Sat Chit Ananda Parahbrahman,
Purushuttama, Paramatman.

Che si può tradurre tranquillamente con:
L’Eterno, l’Infinita Coscienza e la Beatitudine Suprema, sono il Dio Supremo (Parahbrahman), l’Uomo Universale (Purushuttama) e l’Anima Universale.

Per cui l’analogia con Padre, Figlio e Spirito Santo ci starebbe pure.
Il problema è che il mantra continua in questa maniera:
Sri Bhagavathi sametha, Sri Bhagavathe namah.
Ovvero “tutto ciò che si è elencato prima (Dio Supremo, Uomo Universale, Anima Universale) sei tu Sri Bhagavati (uno dei nomi della dea guerriera Durga) che insieme (Sametha) al tuo sposo Sri Bhagavathe (Shiva), io chiamo/invoco (namah).
L’identificazione del dio supremo con un un’entità femminile non è proprio in linea con l’ortodossia cattolica, a meno che non si decida di tirare in ballo, modificandolo nei principi fondamentali, il culto mariano.

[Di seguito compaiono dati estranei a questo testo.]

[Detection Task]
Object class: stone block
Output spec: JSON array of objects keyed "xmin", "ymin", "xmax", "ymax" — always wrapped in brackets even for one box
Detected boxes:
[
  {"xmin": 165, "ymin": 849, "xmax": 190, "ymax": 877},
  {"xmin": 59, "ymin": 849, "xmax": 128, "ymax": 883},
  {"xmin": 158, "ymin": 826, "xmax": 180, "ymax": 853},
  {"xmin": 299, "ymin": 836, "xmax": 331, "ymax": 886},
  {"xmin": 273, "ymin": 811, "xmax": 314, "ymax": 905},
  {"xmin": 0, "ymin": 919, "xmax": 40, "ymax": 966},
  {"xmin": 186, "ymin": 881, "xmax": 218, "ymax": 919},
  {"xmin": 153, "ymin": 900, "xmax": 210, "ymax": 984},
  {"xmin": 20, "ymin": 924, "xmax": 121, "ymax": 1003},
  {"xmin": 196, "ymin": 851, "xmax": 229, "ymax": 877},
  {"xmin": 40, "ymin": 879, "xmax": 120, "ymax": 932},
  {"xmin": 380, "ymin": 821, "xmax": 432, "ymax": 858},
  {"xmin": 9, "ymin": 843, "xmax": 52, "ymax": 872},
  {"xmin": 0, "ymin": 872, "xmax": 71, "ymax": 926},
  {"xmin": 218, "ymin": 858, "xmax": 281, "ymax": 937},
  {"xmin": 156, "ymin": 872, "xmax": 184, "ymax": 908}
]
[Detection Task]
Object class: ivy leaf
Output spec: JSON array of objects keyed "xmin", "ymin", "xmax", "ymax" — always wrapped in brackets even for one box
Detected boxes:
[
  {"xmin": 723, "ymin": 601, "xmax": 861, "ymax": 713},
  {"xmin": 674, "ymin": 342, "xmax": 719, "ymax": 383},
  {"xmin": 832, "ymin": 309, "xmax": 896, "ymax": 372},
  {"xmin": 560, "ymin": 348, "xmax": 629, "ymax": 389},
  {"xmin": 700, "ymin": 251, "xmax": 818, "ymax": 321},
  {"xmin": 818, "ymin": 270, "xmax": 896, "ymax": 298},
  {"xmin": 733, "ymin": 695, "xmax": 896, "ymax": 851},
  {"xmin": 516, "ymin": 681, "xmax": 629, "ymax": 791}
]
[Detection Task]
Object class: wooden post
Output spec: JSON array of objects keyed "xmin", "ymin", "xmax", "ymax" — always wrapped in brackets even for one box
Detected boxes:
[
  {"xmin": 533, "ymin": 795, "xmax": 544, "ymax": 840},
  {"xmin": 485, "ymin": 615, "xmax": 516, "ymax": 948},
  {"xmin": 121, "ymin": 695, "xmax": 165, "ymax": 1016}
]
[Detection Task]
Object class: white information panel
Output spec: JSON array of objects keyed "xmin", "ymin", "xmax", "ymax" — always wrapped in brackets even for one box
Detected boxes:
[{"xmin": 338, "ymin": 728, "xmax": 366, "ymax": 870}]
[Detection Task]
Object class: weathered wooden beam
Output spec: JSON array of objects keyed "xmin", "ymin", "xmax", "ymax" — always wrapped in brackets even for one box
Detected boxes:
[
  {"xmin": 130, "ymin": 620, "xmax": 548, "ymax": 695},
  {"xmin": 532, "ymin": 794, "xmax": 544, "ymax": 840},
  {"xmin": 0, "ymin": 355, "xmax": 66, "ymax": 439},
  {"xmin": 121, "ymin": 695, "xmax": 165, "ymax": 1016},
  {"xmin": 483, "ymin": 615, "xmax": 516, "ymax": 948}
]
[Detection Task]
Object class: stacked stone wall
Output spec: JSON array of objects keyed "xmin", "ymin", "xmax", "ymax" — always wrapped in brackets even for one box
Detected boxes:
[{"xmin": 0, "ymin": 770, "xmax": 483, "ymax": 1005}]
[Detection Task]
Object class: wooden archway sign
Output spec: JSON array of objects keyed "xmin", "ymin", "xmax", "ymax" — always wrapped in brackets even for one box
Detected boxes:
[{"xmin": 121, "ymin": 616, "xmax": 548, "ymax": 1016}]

Che si tratti di contaminazioni, come le definiscono alcuni, o di corruzioni del pensiero indiano, di fatto le interpretazioni che de Nobili e i suoi successori dettero delle scritture vediche e vedantiche segnarono un confine tra le pratiche originarie e ciò che oggi definiamo Yoga.
L’influenza dei “Guru Cristiani” fu maggiore di quanto potremmo immaginare. Il voto di castità e il celibato ad esempio, caratteristiche tipiche degli ordini religiosi cristiani ma fino ad allora assai rare nelle classi sacerdotali hindu, a partire dal XIX secolo divennero segni di santità e di vita dedicata al Signore, tanto che la parola Brahmacharin, che originariamente aveva il significato di mantenere la mente centrata sul principio assoluto e sul Dharma, col tempo è divenuta anche in India sinonimo di astinenza sessuale.
Il corpo, considerato nello Yoga tempio della dea, si trasforma, grazie all’influenza dei Guru cristiani in una prigione dello spirito, in un velo, illusorio, il cui dissolvimento condurrà all’unione con l’Uno e, quindi, alla beatitudine eterna.
Questo concetto fa a pugni con la conoscenza dei processi fisiologici e l’estrema attenzione per la fisicità dei Gimnosofisti indiani, noti in occidente almeno dai tempi di Alessandro Magno, ma molti praticanti contemporanei del cosiddetto Yoga “Filosofico” non sembrano accorgersi dell’evidente paradosso. L’Advaita Vedanta di cui leggiamo e ascoltiamo ai nostri giorni è la versione che della dottrina di Śaṅkara hanno dato i padri gesuiti (o benedettini, come Le Saux) riferendosi probabilmente al Neoplatonismo di Plotino e agli insegnamenti di Ignazio di Loyola. Gli esercizi spirituali del fondatore della Compagnia di Gesù riecheggiano oggi nella descrizione delle pratiche (sadhana) di molte scuole di Yoga e Meditazione.
Provate a leggere la parte iniziale del “Primo Esercizio” ad esempio[3]:

-          1 il primo preludio: composizione vedendo il luogo.
-          2 qui è da notare che nella contemplazione o meditazione visiva, com’è contemplare cristo nostro signore che è visibile.
-          3 la composizione sarà vedere con la vista dell’immaginazione il luogo fisico, dove si trova la cosa che voglio contemplare.
-          4 per luogo fisico intendo per esempio un tempio o un monte dove si trova gesù cristo o nostra signora, secondo quello che voglio contemplare.
-          5 nella non visiva, come questa dei peccati, la composizione consisterà nel vedere con la vista immaginativa e nel considerare la mia anima imprigionata in questo corpo corruttibile,
-          6 e tutto il composto in questa valle, come esiliato, tra bruti animali. Per composto si intende anima e corpo.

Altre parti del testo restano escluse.